A designer baby is a baby genetically engineered through
in-vitro fertilization (IVF)
(used to treat female infertility caused by damaged or blocked fallopian tubes) for specially selected traits, which can vary from lowered disease-risk to gender selection.
How does it work?
Pre-implantation genetic diagnosis (PGD) has been used in some fertility clinics since the 1990s, but it may become much more common in the future. Also known as embryo screening, the process involves taking a 3-day-old embryo and pulling one of its six cells to test for genetic markers of disease. Embryos that are in the clear are the ones that are implanted into a woman's womb.
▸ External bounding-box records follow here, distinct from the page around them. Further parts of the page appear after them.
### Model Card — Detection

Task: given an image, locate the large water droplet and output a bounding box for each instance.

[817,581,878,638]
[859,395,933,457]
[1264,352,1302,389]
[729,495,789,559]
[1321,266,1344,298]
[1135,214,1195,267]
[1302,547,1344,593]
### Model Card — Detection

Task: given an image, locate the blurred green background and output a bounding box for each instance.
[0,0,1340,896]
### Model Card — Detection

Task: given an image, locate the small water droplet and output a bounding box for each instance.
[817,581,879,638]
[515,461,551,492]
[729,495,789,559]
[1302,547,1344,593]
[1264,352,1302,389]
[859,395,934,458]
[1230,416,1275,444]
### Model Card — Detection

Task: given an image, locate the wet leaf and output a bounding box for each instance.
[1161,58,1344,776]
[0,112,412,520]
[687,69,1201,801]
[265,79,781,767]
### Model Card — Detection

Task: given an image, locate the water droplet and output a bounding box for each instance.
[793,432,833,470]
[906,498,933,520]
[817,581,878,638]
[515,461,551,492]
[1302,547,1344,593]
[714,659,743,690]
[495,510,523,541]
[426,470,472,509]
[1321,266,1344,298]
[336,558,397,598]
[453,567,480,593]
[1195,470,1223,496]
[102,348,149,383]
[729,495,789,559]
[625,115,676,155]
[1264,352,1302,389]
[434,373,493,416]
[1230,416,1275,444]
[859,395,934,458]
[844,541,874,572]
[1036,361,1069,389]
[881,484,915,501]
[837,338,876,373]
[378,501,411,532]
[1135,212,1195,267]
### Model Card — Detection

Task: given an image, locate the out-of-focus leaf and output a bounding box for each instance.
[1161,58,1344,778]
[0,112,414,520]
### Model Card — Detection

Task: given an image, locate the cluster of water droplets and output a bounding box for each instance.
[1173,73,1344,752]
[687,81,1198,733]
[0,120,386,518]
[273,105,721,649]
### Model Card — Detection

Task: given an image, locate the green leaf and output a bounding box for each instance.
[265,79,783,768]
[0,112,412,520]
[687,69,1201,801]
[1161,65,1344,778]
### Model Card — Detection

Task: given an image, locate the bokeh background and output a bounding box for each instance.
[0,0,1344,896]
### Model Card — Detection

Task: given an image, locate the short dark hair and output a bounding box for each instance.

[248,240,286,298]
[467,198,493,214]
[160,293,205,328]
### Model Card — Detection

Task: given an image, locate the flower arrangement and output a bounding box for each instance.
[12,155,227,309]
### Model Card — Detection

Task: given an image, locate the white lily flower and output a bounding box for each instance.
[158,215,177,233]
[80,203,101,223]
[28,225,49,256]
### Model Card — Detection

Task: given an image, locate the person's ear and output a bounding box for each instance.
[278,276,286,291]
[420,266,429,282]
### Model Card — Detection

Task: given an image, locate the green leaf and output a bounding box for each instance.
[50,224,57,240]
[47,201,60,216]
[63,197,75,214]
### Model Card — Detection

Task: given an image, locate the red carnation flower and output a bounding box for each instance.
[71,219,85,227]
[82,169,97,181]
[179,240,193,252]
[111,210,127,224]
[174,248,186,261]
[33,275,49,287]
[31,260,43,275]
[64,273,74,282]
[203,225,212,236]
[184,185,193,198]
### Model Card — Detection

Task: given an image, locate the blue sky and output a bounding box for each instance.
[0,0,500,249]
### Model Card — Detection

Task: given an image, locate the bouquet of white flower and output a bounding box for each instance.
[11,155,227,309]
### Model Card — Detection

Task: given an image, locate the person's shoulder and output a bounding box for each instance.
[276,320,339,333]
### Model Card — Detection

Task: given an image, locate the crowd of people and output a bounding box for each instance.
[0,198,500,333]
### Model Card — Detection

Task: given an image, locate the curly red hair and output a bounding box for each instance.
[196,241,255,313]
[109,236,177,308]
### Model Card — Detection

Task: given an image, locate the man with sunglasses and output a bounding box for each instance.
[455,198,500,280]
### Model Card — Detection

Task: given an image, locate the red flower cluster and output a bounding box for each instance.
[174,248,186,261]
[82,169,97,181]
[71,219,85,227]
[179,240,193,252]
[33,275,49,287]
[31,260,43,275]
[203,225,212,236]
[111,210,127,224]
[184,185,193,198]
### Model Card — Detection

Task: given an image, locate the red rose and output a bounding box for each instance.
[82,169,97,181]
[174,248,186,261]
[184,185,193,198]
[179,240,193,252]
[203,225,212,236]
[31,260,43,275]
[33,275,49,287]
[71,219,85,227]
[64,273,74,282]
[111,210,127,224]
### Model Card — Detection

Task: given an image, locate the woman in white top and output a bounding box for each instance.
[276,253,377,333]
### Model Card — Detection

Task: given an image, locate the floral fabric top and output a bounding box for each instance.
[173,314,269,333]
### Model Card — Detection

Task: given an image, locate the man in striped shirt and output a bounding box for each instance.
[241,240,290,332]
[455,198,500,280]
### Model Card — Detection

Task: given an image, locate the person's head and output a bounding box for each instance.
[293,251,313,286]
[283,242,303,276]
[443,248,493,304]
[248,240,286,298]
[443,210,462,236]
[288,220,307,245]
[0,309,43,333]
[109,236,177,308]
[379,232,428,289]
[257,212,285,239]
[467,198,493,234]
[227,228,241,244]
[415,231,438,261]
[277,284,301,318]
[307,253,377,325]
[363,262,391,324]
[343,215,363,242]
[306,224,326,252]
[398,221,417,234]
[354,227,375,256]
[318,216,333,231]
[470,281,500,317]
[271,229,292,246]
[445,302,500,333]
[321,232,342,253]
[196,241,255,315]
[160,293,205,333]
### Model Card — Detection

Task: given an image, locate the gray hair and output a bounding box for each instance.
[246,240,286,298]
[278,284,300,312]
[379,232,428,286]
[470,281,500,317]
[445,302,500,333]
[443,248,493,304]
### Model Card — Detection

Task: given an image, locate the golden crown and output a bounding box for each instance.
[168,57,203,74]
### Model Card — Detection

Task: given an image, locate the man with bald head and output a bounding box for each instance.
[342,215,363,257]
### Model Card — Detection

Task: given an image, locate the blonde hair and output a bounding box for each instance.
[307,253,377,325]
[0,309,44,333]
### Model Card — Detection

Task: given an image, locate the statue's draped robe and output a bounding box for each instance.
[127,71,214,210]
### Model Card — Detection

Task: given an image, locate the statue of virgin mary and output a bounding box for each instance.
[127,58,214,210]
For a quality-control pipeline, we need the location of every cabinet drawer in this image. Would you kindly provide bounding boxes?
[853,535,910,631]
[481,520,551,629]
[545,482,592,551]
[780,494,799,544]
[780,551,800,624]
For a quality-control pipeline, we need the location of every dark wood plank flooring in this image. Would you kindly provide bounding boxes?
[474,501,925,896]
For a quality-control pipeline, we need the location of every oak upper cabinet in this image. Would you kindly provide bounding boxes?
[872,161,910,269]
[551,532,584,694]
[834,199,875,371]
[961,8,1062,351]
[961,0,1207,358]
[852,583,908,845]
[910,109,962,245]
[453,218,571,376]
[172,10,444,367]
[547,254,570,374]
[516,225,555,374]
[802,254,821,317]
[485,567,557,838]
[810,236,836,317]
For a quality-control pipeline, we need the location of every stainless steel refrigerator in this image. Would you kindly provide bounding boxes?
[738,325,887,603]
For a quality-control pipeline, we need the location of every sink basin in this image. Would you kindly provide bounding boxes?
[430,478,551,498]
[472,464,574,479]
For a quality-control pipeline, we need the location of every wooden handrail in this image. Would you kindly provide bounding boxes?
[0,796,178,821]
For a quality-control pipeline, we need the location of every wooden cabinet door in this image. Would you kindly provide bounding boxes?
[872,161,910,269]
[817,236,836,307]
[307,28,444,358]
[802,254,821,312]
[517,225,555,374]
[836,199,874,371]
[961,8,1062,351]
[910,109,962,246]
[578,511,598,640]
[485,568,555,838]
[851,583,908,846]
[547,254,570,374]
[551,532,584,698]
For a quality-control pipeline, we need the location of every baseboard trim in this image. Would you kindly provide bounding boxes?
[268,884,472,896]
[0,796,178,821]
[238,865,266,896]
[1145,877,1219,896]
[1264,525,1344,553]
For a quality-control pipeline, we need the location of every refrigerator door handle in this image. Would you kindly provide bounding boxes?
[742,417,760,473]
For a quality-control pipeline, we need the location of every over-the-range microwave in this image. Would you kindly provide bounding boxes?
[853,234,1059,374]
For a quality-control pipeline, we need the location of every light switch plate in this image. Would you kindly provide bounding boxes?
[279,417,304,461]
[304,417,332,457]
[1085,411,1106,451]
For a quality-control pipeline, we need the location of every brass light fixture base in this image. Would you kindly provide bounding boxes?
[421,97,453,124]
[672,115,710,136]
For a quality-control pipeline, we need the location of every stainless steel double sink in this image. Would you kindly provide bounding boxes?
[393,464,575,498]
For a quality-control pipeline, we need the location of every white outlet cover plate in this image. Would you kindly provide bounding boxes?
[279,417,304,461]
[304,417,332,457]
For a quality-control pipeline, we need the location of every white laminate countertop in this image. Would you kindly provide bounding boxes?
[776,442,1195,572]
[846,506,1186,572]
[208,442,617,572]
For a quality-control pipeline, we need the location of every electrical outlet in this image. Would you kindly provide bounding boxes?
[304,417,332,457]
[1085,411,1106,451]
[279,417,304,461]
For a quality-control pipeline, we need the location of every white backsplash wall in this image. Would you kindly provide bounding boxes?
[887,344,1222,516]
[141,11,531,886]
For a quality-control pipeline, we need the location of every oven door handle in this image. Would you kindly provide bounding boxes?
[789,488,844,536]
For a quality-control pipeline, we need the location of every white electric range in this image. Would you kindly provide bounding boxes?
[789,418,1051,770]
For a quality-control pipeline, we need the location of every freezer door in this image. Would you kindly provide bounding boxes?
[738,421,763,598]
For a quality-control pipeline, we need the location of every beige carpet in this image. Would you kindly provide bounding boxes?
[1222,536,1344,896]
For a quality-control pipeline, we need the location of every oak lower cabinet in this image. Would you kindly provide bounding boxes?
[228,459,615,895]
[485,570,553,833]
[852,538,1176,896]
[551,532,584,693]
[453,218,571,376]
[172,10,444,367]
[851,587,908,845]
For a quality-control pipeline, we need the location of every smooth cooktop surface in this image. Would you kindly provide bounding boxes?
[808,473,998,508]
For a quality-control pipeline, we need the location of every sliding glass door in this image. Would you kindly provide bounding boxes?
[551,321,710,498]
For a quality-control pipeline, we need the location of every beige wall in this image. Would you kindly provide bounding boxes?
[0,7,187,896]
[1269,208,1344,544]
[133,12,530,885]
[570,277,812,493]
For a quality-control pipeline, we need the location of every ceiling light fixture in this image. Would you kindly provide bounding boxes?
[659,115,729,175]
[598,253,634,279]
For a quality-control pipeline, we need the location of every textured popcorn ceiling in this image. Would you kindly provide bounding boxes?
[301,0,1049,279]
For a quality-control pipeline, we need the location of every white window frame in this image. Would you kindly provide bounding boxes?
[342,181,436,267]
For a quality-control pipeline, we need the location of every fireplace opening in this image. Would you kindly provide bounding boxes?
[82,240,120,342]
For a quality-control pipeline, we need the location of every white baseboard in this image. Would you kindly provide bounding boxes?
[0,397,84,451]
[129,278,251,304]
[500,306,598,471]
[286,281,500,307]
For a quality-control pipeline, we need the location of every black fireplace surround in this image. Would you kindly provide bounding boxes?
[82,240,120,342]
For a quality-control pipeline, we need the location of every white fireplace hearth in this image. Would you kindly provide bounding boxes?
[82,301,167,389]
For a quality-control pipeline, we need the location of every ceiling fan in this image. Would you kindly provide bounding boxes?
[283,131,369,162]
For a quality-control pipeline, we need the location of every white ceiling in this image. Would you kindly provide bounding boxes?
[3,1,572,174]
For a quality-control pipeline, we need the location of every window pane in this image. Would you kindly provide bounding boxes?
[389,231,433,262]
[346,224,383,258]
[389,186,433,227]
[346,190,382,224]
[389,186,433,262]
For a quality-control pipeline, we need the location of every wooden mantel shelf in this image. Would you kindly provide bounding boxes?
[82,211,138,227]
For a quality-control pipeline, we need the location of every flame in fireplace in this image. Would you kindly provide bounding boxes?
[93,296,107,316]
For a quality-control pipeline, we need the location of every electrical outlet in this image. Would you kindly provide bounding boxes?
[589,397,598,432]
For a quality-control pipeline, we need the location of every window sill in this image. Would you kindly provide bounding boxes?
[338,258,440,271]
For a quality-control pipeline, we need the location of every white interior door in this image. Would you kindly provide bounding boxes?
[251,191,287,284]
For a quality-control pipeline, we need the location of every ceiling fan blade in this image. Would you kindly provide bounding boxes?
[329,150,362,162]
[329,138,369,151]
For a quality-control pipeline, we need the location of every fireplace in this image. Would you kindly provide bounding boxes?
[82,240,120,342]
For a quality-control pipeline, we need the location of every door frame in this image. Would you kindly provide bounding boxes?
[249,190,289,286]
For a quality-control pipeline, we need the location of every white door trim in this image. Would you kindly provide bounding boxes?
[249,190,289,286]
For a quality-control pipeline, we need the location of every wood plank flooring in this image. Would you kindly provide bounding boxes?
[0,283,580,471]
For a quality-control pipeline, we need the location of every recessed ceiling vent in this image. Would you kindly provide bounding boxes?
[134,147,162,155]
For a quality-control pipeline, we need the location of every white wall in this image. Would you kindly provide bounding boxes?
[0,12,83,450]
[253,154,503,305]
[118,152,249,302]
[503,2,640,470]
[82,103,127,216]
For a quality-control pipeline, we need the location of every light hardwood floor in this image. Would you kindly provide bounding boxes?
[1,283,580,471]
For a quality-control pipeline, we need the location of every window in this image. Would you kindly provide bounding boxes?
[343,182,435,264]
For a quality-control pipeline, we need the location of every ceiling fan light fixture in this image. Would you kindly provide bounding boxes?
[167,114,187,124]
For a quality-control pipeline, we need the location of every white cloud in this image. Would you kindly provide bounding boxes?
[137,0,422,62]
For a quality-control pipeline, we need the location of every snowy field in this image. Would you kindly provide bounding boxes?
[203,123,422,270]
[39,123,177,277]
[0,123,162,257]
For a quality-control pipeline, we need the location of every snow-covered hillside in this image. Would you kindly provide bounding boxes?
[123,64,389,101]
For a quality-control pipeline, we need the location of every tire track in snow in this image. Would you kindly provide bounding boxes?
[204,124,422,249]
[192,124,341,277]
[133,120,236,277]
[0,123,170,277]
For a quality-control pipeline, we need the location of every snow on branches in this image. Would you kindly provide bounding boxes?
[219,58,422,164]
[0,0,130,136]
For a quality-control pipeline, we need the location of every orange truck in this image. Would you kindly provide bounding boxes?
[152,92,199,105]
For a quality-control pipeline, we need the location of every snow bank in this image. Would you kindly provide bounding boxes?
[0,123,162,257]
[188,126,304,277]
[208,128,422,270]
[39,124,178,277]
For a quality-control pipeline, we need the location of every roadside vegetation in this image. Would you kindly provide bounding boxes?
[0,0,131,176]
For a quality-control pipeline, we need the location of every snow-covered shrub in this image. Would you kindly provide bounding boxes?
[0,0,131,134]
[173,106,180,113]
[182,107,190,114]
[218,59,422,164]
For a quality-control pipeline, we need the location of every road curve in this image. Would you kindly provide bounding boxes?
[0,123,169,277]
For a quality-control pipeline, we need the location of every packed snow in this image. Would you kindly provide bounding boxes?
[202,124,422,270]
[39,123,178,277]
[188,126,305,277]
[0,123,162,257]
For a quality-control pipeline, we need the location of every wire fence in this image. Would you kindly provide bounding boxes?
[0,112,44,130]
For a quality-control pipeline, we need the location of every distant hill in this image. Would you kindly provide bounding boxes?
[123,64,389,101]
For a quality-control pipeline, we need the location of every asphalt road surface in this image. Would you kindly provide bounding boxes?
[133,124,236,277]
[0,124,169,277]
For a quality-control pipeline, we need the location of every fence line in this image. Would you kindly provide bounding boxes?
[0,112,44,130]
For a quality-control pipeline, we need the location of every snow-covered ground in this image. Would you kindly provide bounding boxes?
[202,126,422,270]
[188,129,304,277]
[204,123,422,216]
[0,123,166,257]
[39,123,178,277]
Currently, PGD is most often used to test for conditions like cancer, mental retardation and blindness. It may also be used to determine which embryos are most possible for implantation in women who are prone to miscarriage, and some couples have used it in their attempts to create savior siblings, or genetic matches for a sick sibling in need of a transplant. However, some clinics have already begun using this technology to select embryos for traits like gender, a practice that is outlawed in places like the United Kingdom, India and China, but is currently legal in the United States.
In principle, PGD could also be used to weed out—or specifically choose—physical traits such as eye or hair color, which are governed by relatively few genes. It will be much harder to select for other traits, such as height, athleticism or intelligence, because they are governed by multiple genetic factors as well as environmental effects.
- another dangerous step down the path of transhumanism (A movement supporting the use of reason, science and technology to advance and enhance human abilities and existence under optimal conditions.)
- wanting to put characteristics of plants and animals into humans.
- Life would be different in the future
: A world full of Designer children
: Changing Evolution
- Amateurs trying genetic engineering at home.
In 2013, a personal-genomic company in California has been awarded a broad U.S. patent for a technique that could be used in a fertility clinic to create babies with selected traits, as the frontiers of genetic enhancement continue to advance.
The patented process from 23andMe, whose main business is collecting DNA from customers and analyzing it to provide information about health and ancestry, could be employed to match the genetic profile of a would-be parent to that of donor sperm or eggs. In theory, this could lead to the approach of "designer babies."
The technique potentially could also be used to create healthier babies, by screening out donors with genes that are predisposed to disease, either on their own, or in combination with the recipient's genes.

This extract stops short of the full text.